A career-altering error

When I look at the deep snow outside my window, it’s hard to imagine that baseball will be back in New England in just six short weeks, but I really can’t wait. The 2015 season is going to be an interesting one for local fans whether they root for the Red Sox or the Yankees. Both teams had a “rebuilding” year in 2014 but the Yankees also bid farewell to Derek Jeter, one of their most popular players of all time. Their anti-Jeter, Alex Rodriguez, will be back this year and it remains to be seen whether fans — or anyone else — will forgive him for cheating by taking performance-enhancing drugs and then lying about it.

We’ll be having another conversation about forgiveness six months from now when Brian Williams may once again appear behind the NBC News anchor desk.
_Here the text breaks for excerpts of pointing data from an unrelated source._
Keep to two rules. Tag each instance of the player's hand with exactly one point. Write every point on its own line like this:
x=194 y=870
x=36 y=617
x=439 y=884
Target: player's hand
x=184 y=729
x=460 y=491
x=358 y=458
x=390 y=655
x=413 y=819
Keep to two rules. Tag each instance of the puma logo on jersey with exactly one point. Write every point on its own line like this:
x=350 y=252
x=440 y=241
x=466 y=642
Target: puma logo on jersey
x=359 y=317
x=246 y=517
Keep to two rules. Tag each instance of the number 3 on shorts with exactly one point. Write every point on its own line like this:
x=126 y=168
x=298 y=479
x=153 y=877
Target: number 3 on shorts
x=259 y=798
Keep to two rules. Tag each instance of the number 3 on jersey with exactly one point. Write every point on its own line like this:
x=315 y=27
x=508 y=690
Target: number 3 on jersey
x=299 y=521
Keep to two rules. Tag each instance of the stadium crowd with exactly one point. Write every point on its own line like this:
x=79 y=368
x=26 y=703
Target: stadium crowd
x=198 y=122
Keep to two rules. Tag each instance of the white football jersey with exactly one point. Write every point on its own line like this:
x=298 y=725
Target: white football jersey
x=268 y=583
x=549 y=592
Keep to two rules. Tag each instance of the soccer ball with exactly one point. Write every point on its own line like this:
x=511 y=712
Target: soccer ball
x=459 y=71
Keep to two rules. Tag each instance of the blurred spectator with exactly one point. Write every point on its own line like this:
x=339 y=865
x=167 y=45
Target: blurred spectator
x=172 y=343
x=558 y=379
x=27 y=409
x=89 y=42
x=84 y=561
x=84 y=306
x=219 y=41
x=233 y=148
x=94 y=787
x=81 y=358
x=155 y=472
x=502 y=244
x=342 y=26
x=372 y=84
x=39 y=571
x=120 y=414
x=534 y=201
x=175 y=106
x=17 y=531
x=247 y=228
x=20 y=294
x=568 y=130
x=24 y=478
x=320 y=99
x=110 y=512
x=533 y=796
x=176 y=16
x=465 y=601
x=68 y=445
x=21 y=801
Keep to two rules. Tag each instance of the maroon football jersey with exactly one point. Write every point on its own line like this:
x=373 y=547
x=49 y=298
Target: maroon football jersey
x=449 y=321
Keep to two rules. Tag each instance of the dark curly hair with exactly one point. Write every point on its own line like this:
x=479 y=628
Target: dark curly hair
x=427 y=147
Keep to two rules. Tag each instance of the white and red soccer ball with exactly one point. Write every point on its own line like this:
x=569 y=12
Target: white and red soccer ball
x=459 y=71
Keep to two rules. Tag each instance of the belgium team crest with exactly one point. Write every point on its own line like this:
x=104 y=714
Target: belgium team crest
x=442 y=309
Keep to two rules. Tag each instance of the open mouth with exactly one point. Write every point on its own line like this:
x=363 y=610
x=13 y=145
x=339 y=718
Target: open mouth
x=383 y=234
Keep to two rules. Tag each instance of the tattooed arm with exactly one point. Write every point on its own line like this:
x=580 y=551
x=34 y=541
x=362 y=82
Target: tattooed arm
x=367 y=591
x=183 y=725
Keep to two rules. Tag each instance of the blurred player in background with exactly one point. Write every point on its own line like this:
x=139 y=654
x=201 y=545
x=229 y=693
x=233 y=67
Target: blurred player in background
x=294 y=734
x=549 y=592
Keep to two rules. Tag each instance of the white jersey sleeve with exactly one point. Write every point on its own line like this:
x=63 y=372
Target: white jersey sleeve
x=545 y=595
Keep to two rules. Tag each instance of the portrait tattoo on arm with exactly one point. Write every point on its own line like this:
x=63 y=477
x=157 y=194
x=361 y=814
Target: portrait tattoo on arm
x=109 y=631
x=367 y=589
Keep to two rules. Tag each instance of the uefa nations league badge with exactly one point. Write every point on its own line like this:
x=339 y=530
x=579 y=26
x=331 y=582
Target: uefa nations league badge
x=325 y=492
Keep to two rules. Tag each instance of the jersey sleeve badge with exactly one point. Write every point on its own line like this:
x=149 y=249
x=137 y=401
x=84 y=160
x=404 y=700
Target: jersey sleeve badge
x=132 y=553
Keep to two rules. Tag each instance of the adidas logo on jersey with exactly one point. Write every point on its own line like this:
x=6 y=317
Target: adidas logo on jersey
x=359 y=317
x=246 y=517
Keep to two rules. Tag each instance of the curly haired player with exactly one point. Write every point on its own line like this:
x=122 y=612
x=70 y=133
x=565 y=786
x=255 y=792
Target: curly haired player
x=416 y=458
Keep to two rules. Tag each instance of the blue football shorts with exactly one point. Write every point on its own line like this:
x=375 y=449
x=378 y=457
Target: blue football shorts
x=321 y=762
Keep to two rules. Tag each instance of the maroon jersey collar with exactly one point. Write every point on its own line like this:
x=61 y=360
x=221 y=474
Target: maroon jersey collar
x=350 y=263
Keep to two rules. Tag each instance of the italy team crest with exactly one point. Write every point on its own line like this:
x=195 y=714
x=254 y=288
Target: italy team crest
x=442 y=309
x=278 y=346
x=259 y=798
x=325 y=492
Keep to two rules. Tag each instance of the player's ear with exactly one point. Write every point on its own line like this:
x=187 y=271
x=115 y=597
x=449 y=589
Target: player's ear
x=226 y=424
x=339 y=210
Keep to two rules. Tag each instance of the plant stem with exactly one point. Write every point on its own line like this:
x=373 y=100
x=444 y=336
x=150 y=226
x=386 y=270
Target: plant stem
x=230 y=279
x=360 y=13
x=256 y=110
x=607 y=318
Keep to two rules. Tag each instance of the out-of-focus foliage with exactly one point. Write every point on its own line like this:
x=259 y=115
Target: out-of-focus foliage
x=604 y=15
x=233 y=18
As you may have read, it appears that Williams embellished his reporting from the war in Iraq and Hurricane Katrina by fabricated facts and details. In an era when the “news” is about entertainment as much as information, perhaps this should come as no surprise but national network news is not supposed to be “soft” like the Today Show or have the partisan political viewpoint of The National Review or The New Republic. Even more distressing is that the scenes that were embellished were dramatic to begin with: post-Katrina New Orleans and the war in Iraq provided more than enough peril to report.

I deal with members of the media regularly and in general I find that they are very serious about their jobs and are passionate about the integrity of their work. While most of them know what they want to write before they’ve gathered the facts — i.e. they’ve already got their “angle” —I’ve not encountered a reporter who altered the facts to make a story more interesting. If anything, most reporters take a step back when something is “juicy.” I think the Brian Williams saga is even more distressing because he made it about him: his helicopter was damaged, he saw a body — he made himself the star of the story and a good reporter should never do that.

If this were cast as a baseball game, some might say that Brian Williams made a career-altering error akin to the ball that ran through Bill Buckner’s legs. But the truth is that this isn’t a game and creating a false narrative about a life and death situation is inexcusable. I think Brian Williams’ career as a journalist is over — and it should be.